Customer Service. Oxymoron? The thing that is not? The trigger for a snigger?
Whenever I have
to deal with customer service, I can’t help thinking of an episode from Grapes
of Wrath. I have had a few times to
call customer service lately.
In the novel, as
the “Okies” travelled the road from Oklahoma to California, they found it
necessary to stop, for groceries, to camp, and for gas. Many of the gas stations had signs
advertising themselves as “Service Stations.”
As their journey began, whenever they bought gas, they could use the
restroom, fill the radiator with water and the tires with air as part of the
service. In many cases, the service
attendant would take care of the water and tires.
When the family
ran into a station that charged for air and water, one of the Okies was
prompted to tell the attendant a story about a neighbor back “home”
in Oklahoma.
Many of the families had a few head of cattle
along with other livestock such as pigs and chickens. Owning a bull for three or four cows was unnecessary
and beyond the reach of many of the families.
It was the custom for those with
small herds to call on neighbors with larger herds who also were able to afford
a bull whenever it was time to have a cow bred.
In the story
the traveler told the service station attendant, a young neighbor, Willie, took
a heifer over to the neighbors to be “serviced.” When he and the heifer arrived, the only one
home was the bull owner’s teenage daughter.
Willie and the bull owner’s daughter turned the heifer into the pen with
the bull.
The young gal and
Willie perched themselves on the top rail of the fence to watch while the bull
and heifer accomplished their business. Willie
tried to keep up his end of the conversation, but as the action picked up in
the corral, Willie got fidgety.
Finally, unable
to restrain himself much longer, he turned to the neighbor gal and said, “Boy,
I sure wish I was doing that,” nodding his head toward the bovine couple.
The young gal
replied, “Well, why don ’cha, Willie?
It’s your heifer.”
The traveler went
on to explain the point of his story to the service station attendant. “Whenever I see that sign ‘Service Station,’

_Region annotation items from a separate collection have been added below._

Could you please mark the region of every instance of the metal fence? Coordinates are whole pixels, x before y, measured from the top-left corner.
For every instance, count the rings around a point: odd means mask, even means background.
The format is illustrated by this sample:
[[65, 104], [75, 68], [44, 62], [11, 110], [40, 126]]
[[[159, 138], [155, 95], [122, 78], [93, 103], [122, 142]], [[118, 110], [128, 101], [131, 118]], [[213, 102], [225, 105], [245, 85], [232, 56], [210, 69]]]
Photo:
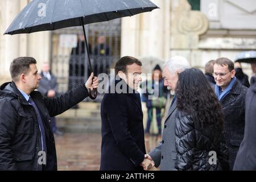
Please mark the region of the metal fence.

I always wonder who’s getting screwed.”
I suppose if you
follow that trail far enough, you will have to reflect on the concept of “self-service”.
Or maybe a close relative
of customer service, “customer support.”
In my youth, I remember seeing ads for supports, sometimes called
trusses, purported to aid in dealing with a hernia. And of course, there’s always support hose, an
absolute delight wear.
In our
politically correct times, folks are always searching for a nice label for
things that are not so nice. I think of
the word “retarded.”
In our former
community, we had a lot of support for “retarded” citizens. We had a school called “Trainable Mental
Retarded.” That got shortened to TMR and
was eventually renamed for a local family that did so much to bring that institution
into existence. That school went down
the drain when the state mandated “inclusion”, which meant all students had to
be in the same classroom. To do
otherwise was a form of segregation.
We also had a “sheltered workshop” for
retarded adults. We had an organization
called “Association of Retarded Citizens.”

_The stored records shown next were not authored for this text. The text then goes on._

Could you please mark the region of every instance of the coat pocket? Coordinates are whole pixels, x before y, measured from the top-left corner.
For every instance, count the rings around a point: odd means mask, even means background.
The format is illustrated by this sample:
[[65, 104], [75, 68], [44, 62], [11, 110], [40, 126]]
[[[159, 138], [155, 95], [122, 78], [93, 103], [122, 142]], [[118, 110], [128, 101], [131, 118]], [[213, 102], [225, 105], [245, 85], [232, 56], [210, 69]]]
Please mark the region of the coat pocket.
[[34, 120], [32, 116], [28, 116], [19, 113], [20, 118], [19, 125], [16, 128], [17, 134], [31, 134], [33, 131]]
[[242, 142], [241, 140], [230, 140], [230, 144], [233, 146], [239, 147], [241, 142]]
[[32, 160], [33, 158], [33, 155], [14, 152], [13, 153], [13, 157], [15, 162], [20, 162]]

We still have ARC stores. Not yet
politically incorrect?
My old neighbor,
now gone for 50 years, muttered behind his hand, when mention was made of
retarded citizens housed in our neighborhood in group homes, “We used to call
them idiots.”
I thought at the
time he was being nasty. On further
reflection, I begin to think he was probably accurate if politically incorrect,
a term not yet in use in those days.
Maybe “idiot” was at one time a nice term and not the insult we now consider
it.
I see that
following this thread will lead me down a rabbit’s hole. Along comes the person that says we mustn’t
label people. That will lead us to the war over pronouns. After all, personal pronouns
label us by sex. Man and woman do the
same, as do boy and girl.
Therefore, I
shall quit while I am behind. A euphemism by any other name should smell as sweet. (With apologies to Juliet and her pondering on what's in a name.)
I only hope that
reading all this has been of some service to you.